Au demeurant, la commission des sanctions dispose déjà, sur les sujets liés au droit au compte, d'un pouvoir de sanction - y compris pécuniaire - dont elle a fait usage à trois reprises, contre le Crédit lyonnais en 2013, la Société générale en 2016 et BNP Paribas Réunion fin 2021. Concernant le respect de la charte de l'inclusion bancaire et de prévention du surendettement, l'ACPR dispose d'un pouvoir de mise en demeure dont le non-respect peut donner lieu à une saisine de la commission des sanctions.

B. DES FRAIS BANCAIRES QUI POURRAIENT ÊTRE ENCORE MIEUX ADAPTÉS POUR LES PUBLICS FRAGILES

Les personnes en situation de fragilité financière, lorsqu'elles bénéficient de l'offre spécifique ou du droit au compte, se voient déjà appliquer des plafonds spécifiques : les commissions d'intervention, qui constituent des frais d'incident, sont ainsi plafonnées à 4 euros par opération et à 20 euros par mois. L'offre spécifique suppose en outre un plafonnement des frais de tenue de compte à 3 euros par mois.

Constatant qu'il existe, parmi les bénéficiaires de l'offre spécifique et du droit au compte, une grande diversité de situations socio-économiques, les auteurs de la proposition de loi proposent d'aller plus loin :

- l'article 4 prévoit que les plafonds spécifiques réservés aux bénéficiaires de l'offre spécifique et du droit au compte soient proportionnels aux revenus.

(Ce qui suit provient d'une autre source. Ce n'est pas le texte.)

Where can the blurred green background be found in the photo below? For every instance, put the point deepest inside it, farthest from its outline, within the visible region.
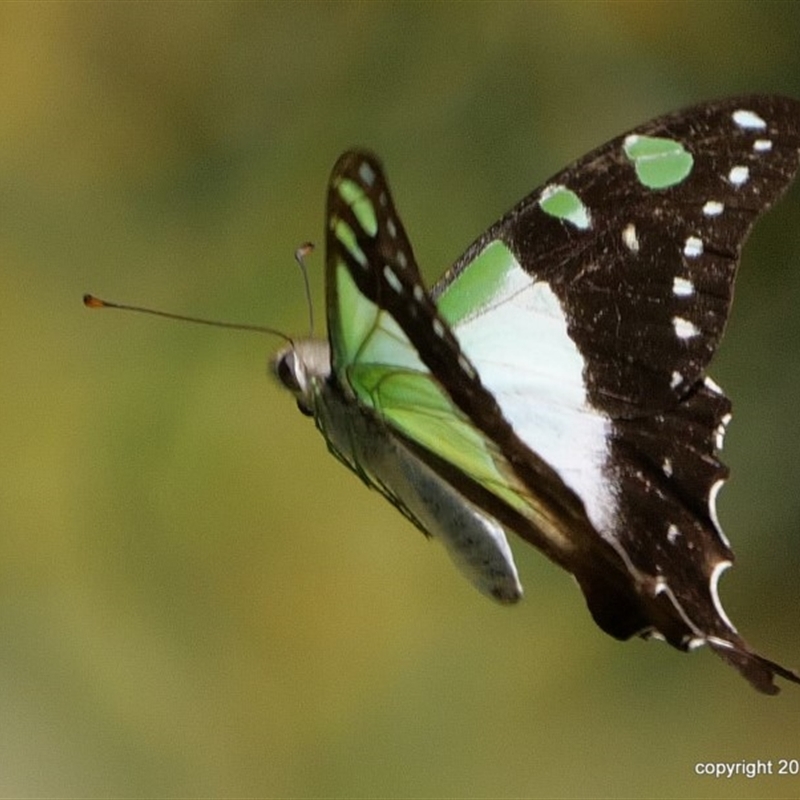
(195, 599)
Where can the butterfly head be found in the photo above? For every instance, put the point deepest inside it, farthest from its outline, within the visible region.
(300, 367)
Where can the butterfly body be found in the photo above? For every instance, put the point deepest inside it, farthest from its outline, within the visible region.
(552, 383)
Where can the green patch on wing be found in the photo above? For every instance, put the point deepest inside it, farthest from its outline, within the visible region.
(374, 359)
(413, 403)
(475, 286)
(659, 162)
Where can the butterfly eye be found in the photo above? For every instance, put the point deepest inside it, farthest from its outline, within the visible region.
(286, 368)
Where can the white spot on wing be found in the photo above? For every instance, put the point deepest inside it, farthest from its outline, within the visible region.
(738, 176)
(712, 586)
(748, 119)
(682, 287)
(673, 532)
(684, 329)
(629, 238)
(693, 247)
(713, 208)
(719, 434)
(712, 510)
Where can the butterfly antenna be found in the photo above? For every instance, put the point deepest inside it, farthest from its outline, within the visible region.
(300, 254)
(90, 301)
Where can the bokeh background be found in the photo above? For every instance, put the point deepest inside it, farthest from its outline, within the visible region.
(195, 599)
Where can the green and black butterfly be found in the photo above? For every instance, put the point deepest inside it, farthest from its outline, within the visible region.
(552, 383)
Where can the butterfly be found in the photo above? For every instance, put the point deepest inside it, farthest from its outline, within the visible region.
(553, 382)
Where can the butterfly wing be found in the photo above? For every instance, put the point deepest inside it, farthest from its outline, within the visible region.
(616, 280)
(642, 261)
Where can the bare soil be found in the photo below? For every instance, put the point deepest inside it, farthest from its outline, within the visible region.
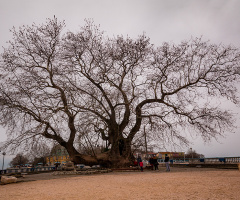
(180, 183)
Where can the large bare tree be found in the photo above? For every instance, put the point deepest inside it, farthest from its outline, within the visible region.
(64, 86)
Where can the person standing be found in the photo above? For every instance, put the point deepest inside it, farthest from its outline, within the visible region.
(166, 160)
(151, 162)
(139, 159)
(155, 163)
(141, 166)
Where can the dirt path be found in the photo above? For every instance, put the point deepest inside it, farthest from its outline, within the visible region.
(178, 184)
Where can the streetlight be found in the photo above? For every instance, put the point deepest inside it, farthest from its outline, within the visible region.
(3, 159)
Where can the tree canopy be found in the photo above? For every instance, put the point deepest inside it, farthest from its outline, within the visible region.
(67, 86)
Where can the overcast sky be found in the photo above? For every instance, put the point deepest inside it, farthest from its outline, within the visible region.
(161, 20)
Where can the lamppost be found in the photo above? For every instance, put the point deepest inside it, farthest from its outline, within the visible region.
(3, 159)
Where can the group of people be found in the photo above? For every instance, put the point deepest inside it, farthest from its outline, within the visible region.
(154, 163)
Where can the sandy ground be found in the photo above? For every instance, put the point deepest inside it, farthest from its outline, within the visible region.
(178, 184)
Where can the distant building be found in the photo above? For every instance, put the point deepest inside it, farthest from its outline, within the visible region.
(161, 155)
(58, 155)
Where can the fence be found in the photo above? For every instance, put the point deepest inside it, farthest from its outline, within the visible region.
(25, 170)
(217, 160)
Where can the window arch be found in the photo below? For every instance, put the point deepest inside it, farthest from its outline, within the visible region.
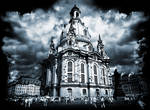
(69, 66)
(69, 91)
(82, 73)
(70, 71)
(84, 91)
(82, 67)
(95, 74)
(95, 70)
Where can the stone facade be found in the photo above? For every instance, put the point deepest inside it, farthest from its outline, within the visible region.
(25, 86)
(74, 68)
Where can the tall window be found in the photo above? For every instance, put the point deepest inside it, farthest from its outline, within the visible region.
(106, 92)
(82, 73)
(69, 91)
(69, 66)
(95, 69)
(69, 71)
(84, 91)
(82, 68)
(95, 74)
(97, 92)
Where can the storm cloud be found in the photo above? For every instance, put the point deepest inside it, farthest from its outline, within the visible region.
(34, 31)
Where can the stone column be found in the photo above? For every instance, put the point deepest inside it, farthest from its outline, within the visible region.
(55, 80)
(88, 82)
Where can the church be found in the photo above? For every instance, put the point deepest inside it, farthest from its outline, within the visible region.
(74, 68)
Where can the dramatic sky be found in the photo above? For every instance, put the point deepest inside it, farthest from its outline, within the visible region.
(34, 30)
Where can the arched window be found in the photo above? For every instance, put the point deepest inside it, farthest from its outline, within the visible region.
(106, 92)
(70, 43)
(90, 48)
(82, 73)
(82, 68)
(84, 91)
(97, 92)
(69, 66)
(70, 71)
(95, 69)
(95, 74)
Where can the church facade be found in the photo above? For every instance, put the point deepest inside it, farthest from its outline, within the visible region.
(74, 67)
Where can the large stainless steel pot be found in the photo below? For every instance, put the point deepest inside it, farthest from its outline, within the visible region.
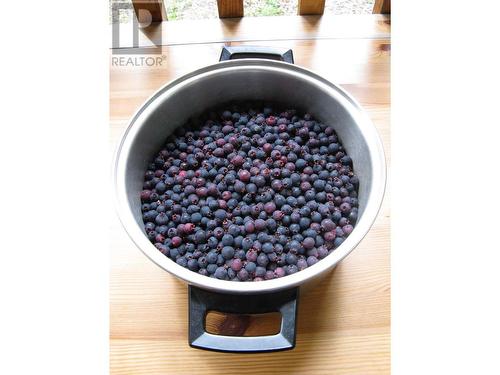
(243, 80)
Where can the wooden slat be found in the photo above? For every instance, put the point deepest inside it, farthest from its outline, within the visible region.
(149, 11)
(311, 7)
(382, 7)
(230, 8)
(257, 29)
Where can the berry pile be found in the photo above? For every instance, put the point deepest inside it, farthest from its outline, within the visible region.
(250, 196)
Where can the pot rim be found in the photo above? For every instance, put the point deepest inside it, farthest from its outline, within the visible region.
(361, 228)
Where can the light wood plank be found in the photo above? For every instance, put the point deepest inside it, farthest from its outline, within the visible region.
(230, 8)
(307, 7)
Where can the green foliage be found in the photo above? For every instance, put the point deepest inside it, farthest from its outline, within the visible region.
(270, 8)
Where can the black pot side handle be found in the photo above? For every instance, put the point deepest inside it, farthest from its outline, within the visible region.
(261, 52)
(201, 301)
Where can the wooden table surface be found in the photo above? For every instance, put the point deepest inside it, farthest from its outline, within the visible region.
(344, 323)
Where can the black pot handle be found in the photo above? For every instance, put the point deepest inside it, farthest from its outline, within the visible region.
(201, 301)
(245, 52)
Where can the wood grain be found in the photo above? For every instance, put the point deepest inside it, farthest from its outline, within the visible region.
(258, 29)
(230, 8)
(308, 7)
(344, 322)
(148, 11)
(382, 7)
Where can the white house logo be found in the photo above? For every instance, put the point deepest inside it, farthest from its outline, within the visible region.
(125, 37)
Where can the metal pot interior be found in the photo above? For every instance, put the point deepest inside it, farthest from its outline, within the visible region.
(255, 80)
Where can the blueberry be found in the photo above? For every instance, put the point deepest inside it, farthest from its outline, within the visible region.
(221, 273)
(250, 194)
(227, 252)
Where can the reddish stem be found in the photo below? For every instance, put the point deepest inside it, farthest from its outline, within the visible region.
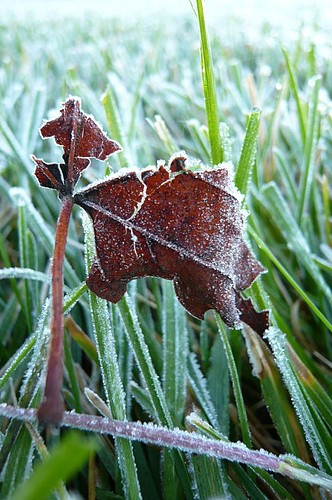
(52, 407)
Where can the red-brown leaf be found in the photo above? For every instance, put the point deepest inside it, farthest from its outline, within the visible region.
(81, 138)
(176, 224)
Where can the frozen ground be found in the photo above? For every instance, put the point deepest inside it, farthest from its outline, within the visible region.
(283, 12)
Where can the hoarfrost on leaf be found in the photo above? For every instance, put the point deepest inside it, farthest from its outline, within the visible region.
(187, 226)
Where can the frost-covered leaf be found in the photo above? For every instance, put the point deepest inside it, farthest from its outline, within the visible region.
(171, 222)
(81, 138)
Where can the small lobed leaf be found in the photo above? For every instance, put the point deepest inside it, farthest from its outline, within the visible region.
(81, 138)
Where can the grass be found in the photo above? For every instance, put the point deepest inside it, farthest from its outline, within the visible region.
(145, 359)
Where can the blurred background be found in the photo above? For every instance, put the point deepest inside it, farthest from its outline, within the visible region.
(283, 12)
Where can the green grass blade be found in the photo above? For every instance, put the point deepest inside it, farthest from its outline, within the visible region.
(209, 89)
(115, 128)
(294, 88)
(290, 279)
(63, 462)
(248, 152)
(246, 436)
(308, 168)
(175, 351)
(108, 360)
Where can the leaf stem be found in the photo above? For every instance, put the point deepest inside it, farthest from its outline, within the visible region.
(288, 465)
(52, 407)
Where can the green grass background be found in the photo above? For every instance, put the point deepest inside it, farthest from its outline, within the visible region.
(143, 83)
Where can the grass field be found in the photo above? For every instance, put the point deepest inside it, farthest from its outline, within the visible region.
(145, 359)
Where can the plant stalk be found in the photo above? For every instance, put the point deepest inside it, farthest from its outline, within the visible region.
(52, 407)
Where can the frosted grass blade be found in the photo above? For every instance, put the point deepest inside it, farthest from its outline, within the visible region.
(209, 89)
(105, 343)
(248, 153)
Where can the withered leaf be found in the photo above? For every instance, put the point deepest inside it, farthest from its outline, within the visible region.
(176, 224)
(81, 139)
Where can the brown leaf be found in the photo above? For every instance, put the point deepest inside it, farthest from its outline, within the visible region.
(81, 138)
(176, 224)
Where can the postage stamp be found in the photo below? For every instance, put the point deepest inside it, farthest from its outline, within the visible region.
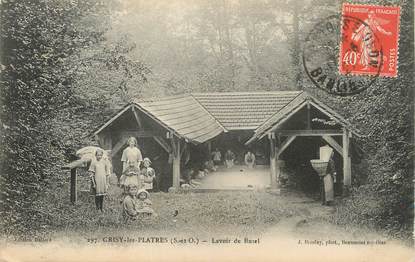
(369, 40)
(321, 49)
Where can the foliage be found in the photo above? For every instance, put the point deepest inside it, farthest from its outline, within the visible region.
(383, 113)
(39, 37)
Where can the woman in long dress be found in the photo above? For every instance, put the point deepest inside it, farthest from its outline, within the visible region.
(131, 155)
(131, 159)
(328, 181)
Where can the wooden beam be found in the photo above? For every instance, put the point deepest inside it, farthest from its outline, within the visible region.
(122, 111)
(285, 144)
(162, 143)
(287, 116)
(137, 119)
(315, 132)
(334, 144)
(347, 168)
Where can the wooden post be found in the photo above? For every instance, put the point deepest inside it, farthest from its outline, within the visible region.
(176, 163)
(273, 160)
(209, 148)
(308, 116)
(347, 168)
(277, 163)
(73, 193)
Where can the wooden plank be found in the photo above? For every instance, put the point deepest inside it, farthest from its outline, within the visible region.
(315, 132)
(285, 144)
(73, 190)
(137, 119)
(334, 144)
(162, 143)
(347, 169)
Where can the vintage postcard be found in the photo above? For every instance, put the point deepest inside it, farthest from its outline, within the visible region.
(207, 130)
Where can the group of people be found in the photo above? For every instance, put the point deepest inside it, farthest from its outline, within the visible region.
(136, 181)
(249, 158)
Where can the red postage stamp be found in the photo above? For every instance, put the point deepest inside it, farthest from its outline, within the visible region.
(369, 40)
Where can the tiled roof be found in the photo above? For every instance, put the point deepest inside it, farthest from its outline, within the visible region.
(184, 115)
(244, 110)
(199, 117)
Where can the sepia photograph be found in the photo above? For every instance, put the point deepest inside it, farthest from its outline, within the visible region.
(207, 130)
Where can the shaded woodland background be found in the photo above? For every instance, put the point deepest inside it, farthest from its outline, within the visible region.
(67, 65)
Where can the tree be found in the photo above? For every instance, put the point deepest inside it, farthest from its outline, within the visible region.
(38, 38)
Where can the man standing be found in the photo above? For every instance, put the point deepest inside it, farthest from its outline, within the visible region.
(217, 157)
(229, 158)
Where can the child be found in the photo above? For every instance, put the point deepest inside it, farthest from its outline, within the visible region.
(144, 203)
(130, 203)
(99, 172)
(148, 174)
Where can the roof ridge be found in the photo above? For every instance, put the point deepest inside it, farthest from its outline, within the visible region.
(205, 109)
(160, 98)
(246, 92)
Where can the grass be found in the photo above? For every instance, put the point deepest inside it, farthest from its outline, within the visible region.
(203, 214)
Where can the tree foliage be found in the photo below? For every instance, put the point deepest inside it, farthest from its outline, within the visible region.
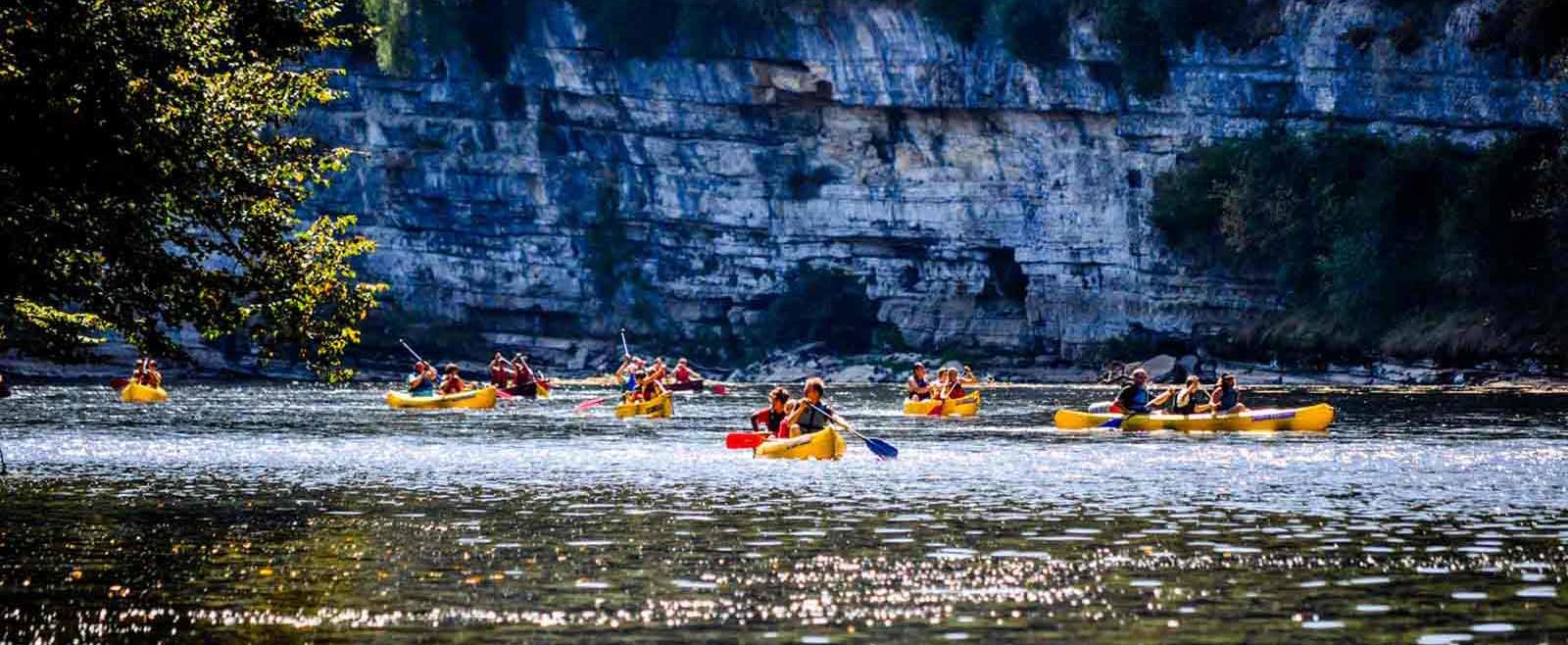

L'établissement d'une proportionnalité par rapport au revenu des personnes apparaît trop complexe à mettre en oeuvre, et supposerait par ailleurs la connaissance par la banque de l'ensemble des revenus de la personne. Toutefois, la mise en place de « sous-plafonds » pour ceux des bénéficiaires de l'offre spécifique et du droit au compte dont la situation financière est la plus délicate semble envisageable, en se référant au flux créditeur mensuel bien connu des banques. La Banque Postale propose ainsi systématiquement l'offre spécifique à ceux de ses clients dont le flux créditeur mensuel moyen est inférieur au seuil de pauvreté ;

- l'article 5 vise à introduire dans l'offre spécifique une autorisation de découvert sans frais, là encore proportionnelle aux revenus.

En plus de la réserve mentionnée précédemment sur un dispositif de proportionnalité aux revenus, cette disposition est contestable non seulement en ce qu'elle pourrait faire courir le risque d'une spirale d'endettement, mais aussi en ce qu'elle introduirait un « droit au crédit » encore inexistant dans le droit français. L'établissement de crédit est en effet libre d'accorder ou non un crédit ou une autorisation de découvert. En revanche, nombre de clients craignent de perdre leur autorisation de découvert au moment de souscrire l'offre spécifique : il pourrait à cet égard s'avérer utile de préciser dans la loi que ces deux phénomènes sont indépendants ;

- afin d'éviter un report vers d'autres frais - en particulier les frais de gestion -, l'article 6 prévoit que les frais bancaires soumis à la dénomination réglementaire existante sont limités, pour les bénéficiaires du droit au compte et de l'offre spécifique, au tiers des facturations appliquées par l'établissement de crédit, et sont plafonnées par mois et par opération en fonction du revenu des personnes.

La limitation des frais à un tiers des facturations paraît porter une atteinte disproportionnée à la liberté contractuelle des établissements de crédit et semble redondante avec les plafonds par mois et par opération proposés par ailleurs. Le plafonnement par mois semble, lui aussi, excessif dans la mesure où les frais bancaires mentionnés ici incluraient les frais de gestion.

Compte tenu de ces observations, et en l'absence de consensus avec les auteurs de la proposition de loi au stade de l'examen en commission, le rapporteur a proposé de ne pas adopter ce texte, au bénéfice des amendements qu'il présentera pour la séance publique. Conformément au premier alinéa de l'article 42 de la Constitution, la discussion en séance portera en conséquence sur le texte initial de la proposition de loi.


* 1 Rapport d'information n° 499 (2020-2021) de MM. Patrick Chaize, Pierre Louault et Rémi Cardon, fait au nom de la commission des affaires économiques, déposé le 31 mars 2021, sur l'avenir des missions de service public de La Poste.